Pride prevailed and I resolved to enjoy myself no matter what. But, the truth is, as I caught a glimpse of it earlier - when the body is physically down, the mind and emotions are affected too. It did not help that the rich palate offerings of the land did more to shock my rather austere system than to enhance it.
Again, I had the same surreal feeling of looking at myself from the outside, almost from a different realm; this time with an even deeper insight and revelation. I feel and understand even more now than ever before...
I wanted to go home, hug my husband and kids, and mend fences with someone very close to me.
Goodness and Favour
Even before I could recover from travel fatigue, I was off on another trip two days later, this time with my two cousins, Angela and June - something we'd planned very early in the year. I managed to squeeze in a session of acupuncture and TCM over the weekend to alleviate the "condition" which seemed to have been exacerbated and the hobble is becoming a more unbecoming trait.
What goodness and blessing and favour awaited me on this trip !
We had the benefit of a guide and driver, who worked for the family of Angela's student. He brought us to places with local flavor, showed us the family farming grounds, treated us to his brother's gelato delights, and much more! He was a friend, and we enjoyed his company. On days when he had to attend to the family's business and could not be with us, we enjoyed our resort's free shuttle bus and ferry services. We had 90 minutes of Thai massage everyday and indulged ourselves silly!
It was a lovely period of bonding with two people who meant a lot to me, the sisters I did not have. Time seemed to stand still, and they did not seem to mind that I walked slowly and clumsily.
Now I Can See
I am reminded of Jacob who wrestled with God, had a hip socket misalignment, and changed his name to Israel after he received a blessing and a revelation.

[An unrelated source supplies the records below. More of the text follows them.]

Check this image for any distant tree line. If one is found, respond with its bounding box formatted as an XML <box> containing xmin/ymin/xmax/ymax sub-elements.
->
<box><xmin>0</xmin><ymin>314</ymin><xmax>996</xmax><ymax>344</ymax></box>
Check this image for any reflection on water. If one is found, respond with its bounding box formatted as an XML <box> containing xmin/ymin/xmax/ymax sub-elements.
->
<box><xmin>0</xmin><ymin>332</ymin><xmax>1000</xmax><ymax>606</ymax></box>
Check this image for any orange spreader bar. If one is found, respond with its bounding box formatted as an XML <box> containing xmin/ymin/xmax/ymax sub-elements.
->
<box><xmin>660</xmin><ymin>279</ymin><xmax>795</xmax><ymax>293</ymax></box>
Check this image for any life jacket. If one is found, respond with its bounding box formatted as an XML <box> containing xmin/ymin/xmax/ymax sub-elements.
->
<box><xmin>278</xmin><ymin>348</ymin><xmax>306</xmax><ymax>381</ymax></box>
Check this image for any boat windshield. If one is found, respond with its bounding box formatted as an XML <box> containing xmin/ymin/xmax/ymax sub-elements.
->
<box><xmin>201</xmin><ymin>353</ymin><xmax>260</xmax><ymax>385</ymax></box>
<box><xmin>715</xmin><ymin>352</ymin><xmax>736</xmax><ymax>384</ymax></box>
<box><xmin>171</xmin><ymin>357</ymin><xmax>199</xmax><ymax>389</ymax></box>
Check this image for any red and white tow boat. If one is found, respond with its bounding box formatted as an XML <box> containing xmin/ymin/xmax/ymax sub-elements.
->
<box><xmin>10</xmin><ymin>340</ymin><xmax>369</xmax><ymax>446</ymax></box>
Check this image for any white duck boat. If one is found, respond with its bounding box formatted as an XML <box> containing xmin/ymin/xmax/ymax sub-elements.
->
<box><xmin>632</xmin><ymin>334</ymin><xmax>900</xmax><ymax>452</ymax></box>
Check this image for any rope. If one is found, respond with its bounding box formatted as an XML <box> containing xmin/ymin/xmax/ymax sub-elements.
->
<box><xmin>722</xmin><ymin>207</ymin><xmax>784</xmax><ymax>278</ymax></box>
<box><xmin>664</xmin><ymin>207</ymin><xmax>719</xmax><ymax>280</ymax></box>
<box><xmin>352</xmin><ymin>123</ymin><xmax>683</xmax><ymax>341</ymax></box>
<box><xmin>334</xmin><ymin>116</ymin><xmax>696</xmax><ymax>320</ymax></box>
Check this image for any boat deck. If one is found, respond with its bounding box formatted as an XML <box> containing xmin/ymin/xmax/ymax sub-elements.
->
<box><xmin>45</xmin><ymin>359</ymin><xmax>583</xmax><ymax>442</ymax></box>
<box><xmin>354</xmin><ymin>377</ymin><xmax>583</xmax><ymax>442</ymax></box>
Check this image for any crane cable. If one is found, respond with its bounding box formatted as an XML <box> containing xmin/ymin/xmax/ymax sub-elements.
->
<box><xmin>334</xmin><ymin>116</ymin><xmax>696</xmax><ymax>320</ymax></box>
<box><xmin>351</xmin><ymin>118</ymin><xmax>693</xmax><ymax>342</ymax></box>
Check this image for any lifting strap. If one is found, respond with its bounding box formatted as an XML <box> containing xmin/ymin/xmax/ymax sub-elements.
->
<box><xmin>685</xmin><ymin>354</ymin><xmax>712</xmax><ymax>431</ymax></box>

I am humbled and awed by the ways of the Holy Spirit who has dealt with me so gently and graciously.
It is not pleasant to be treated like you are invisible, or ignored, or to be the object of another's impatience or irritation. I did not understand or feel before and I have been guilty so many times of this attitude.
I now know the true meaning of empathy, of being in the shoes of someone lesser, of loving and accepting, of growing up and moving on, towards better relationships and embracing differences.